Portwine of Maine has grown steadily. The company just hired its fourth worker, Katie Jordan, 24, of Millinocket, last week and plans to hire a fifth within a month. Two more could be on the payroll by summer, Portwine said.

It has added four new cheese spreads – cajun, jalapeno chipotle, gourmet garlic and garden vegetable – to its maiden portwine spread and has started making peanut butter milk chocolate treats and selling new Maine-made sodas, she said.

The company has increased cheese production from about 125 pounds weekly to 200 pounds and now sells soups and salads at its storefront.

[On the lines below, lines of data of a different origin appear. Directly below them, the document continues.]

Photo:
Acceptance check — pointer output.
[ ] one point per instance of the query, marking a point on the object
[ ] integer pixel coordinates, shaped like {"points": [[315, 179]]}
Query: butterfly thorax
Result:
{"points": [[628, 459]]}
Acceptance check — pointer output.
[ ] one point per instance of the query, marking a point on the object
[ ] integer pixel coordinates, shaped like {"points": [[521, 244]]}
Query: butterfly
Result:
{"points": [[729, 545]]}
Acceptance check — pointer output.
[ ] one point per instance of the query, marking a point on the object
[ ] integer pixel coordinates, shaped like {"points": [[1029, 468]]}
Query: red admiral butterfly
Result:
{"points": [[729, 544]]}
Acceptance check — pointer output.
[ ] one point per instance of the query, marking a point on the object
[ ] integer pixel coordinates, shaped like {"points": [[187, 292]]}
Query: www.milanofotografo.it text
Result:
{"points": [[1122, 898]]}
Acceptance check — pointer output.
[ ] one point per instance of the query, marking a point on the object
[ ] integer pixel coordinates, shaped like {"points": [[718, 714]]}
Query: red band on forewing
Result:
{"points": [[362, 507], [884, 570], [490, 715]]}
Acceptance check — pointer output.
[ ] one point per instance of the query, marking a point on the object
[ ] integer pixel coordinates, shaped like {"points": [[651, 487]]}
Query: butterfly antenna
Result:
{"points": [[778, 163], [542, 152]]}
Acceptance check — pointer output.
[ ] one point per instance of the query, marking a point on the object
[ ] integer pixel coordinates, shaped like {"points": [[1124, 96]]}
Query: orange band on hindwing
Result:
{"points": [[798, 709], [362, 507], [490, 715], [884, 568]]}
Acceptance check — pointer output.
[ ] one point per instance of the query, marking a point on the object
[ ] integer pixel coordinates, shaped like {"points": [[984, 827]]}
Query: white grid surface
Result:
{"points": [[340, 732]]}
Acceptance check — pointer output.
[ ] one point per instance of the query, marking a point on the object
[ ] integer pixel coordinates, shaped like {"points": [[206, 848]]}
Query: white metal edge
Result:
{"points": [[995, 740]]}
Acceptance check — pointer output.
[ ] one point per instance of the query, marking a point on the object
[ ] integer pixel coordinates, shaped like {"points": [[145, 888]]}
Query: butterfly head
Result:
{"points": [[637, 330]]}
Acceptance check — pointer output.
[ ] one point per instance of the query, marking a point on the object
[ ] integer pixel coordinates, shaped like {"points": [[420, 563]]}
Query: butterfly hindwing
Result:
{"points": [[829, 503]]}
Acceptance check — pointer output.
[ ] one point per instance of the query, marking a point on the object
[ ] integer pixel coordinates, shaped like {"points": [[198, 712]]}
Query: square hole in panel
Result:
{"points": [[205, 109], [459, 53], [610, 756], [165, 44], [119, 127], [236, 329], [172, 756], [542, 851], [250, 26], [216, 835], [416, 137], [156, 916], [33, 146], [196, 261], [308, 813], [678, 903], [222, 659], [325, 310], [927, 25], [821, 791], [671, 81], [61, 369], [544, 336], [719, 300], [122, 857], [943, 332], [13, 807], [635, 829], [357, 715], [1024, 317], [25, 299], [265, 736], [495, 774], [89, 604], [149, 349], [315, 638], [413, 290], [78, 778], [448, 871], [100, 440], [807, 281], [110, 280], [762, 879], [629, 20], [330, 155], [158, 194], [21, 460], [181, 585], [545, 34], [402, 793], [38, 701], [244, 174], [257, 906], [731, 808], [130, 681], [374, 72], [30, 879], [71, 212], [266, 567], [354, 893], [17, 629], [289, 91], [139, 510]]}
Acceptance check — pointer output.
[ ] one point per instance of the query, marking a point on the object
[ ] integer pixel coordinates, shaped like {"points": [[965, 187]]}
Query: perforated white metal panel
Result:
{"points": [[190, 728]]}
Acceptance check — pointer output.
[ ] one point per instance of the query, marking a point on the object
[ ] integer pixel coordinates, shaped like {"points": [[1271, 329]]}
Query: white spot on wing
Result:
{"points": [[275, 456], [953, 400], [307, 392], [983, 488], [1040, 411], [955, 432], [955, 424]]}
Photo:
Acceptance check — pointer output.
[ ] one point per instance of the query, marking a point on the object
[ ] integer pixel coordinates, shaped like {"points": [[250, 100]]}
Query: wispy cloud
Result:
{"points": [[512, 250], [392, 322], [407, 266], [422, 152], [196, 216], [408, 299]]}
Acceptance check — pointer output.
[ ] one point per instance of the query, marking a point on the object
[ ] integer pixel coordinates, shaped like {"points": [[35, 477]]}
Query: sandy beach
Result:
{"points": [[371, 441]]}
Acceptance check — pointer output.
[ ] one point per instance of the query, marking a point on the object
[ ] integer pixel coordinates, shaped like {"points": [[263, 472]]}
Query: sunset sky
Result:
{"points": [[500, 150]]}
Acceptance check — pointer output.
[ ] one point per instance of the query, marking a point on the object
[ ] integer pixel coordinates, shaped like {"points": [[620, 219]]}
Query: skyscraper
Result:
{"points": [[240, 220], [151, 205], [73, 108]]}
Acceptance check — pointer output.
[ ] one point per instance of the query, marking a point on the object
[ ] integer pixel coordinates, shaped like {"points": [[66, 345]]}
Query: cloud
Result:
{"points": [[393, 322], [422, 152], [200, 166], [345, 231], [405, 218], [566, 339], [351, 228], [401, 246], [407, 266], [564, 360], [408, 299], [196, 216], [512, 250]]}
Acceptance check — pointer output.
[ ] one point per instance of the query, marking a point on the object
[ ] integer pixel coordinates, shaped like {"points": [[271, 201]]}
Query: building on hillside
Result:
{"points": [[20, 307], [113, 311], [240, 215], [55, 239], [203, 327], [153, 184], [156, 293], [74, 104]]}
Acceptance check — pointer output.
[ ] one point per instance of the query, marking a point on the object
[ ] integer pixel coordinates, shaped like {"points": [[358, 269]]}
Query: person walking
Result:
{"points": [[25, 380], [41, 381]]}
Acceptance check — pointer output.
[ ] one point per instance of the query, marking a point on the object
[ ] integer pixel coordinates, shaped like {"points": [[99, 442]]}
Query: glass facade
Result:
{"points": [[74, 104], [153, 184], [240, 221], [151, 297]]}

It opted to avoid selling sandwiches and coffee so as not to compete with nearby Angelo’s Pizza at 118 Penobscot Avenue, Mountain Village Company at 112 Central St., and other downtown coffee sellers, she said.

Portwine said she hopes that the grant would reverse the tiring trend of having to travel so much, something the holiday season seems to be doing.

“Now we are starting to see customers coming all the way from Bangor just to shop here,” Portwine said. “It’s pretty nice.”

Correction: This article appeared on page B2 in the State and Coastal editions. A story on Page B3 of Monday’s newspaper stated that Portwine of Maine, a Millinocket cheese manufacturer and gift shop, had four new cheese spreads. Those spreads are still in development.